While refusing to even consider the role of US bombs in destabilizing countries, Kirby repeatedly referred to Assad’s use of “barrel bombs” as the self-evident proof the Syrian president’s rule was unacceptable.
“We still see the man dropping barrel bombs on his own people,” Kirby said of Assad at one point. As for the Syrians streaming towards European countries with generous welfare programs, “They are leaving because they are being barrel-bombed.”
The term refers to low-tech, improvised projectiles, made out of barrels or similar containers (such as oil drums) and dropped from aircraft. Pioneered by Israel in 1948, these improvised bombs have also been used by the US in Vietnam, by the Sri Lankan government against the Tamil rebels, and by various factions in Sudan, among others. The devices have also been used by the US-backed Iraqi government forces, both against Sunni tribal militias and civilians in IS-held areas.

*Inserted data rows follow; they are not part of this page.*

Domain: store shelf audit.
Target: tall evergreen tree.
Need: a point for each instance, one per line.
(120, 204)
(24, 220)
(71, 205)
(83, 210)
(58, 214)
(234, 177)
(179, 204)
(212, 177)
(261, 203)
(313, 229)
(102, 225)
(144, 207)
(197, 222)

Root causes, jobs and no military solution
If Assad is such a problem, asked AP’s diplomatic correspondent Matt Lee, why doesn’t the US take him out? Kirby appeared startled by the question, saying that the US was “working hard” on achieving “a political transition inside Syria away from Assad.”
President Obama – whom Kirby referred to as the Commander-in-Chief – has been “crystal clear” that there won’t be a military solution to the conflict in Syria, only a political one, and “there has been a lot of energy applied to that,” the spokesman explained. The key to defeating IS was “good governance,” and that means replacing the government in Damascus, he maintained.

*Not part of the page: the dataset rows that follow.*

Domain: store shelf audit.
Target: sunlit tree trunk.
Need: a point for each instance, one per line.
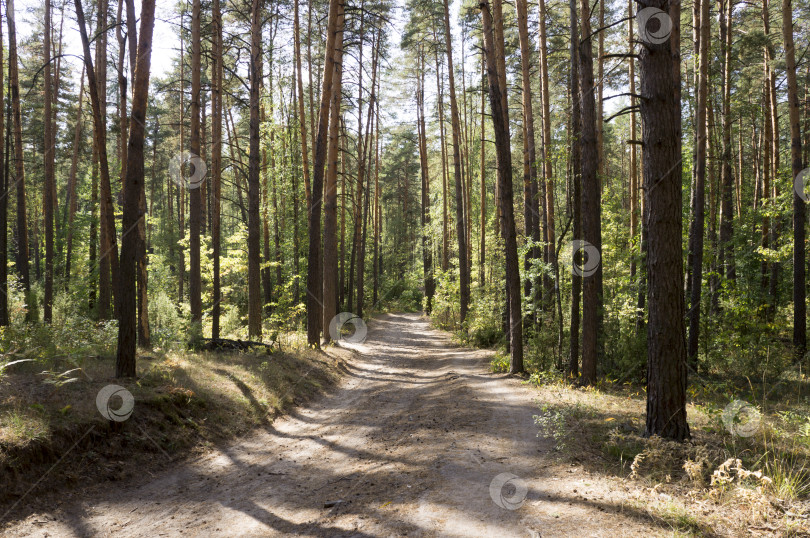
(330, 255)
(315, 269)
(464, 275)
(696, 231)
(4, 187)
(254, 255)
(500, 121)
(799, 218)
(576, 187)
(661, 126)
(48, 186)
(216, 162)
(427, 249)
(19, 168)
(591, 203)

READ MORE: US cannot win war against ISIS by killing, they need ‘job opportunities’ – State Dept
At another point, however, he insisted, “There are military solutions … and we’ve been doing it, quite effectively.”
The astounded admiral
“Frankly, I find it incredible that today, there are lines of questions being posed to me that would implicate that people actually think Bashar al-Assad is good for Syria and that his continued tenure in the country is a healthy thing,” Kirby complained at one point, calling such questions “absolutely astounding.”
AP’s Lee countered that the questions – posed by several journalists – were related to US policy and the apparent disconnect between Washington’s stated goal of opposing Islamic State while at the same time insisting on overthrowing the government in Damascus that is most opposed to it.
“I do think there is an implication in some of these questions” that the US should give up overthrowing Assad, Kirby retorted. “That’s not how we feel, have not ever felt, and have no intention of changing.”
He dismissed the notion that US weapons intended for “pro-coalition” fighters falling into the hands of Islamic State fighters could have anything to do with the refugee crisis, calling it a “huge stretch.” Sure, he said, IS has been brandishing M16s and driving around in US-made Humvees captured from the crumbling Iraqi army, but Washington cannot absolutely guarantee its aid won’t end up in the wrong hands. “I get it,” Kirby said, shrugging. “We’re doing the best we can.”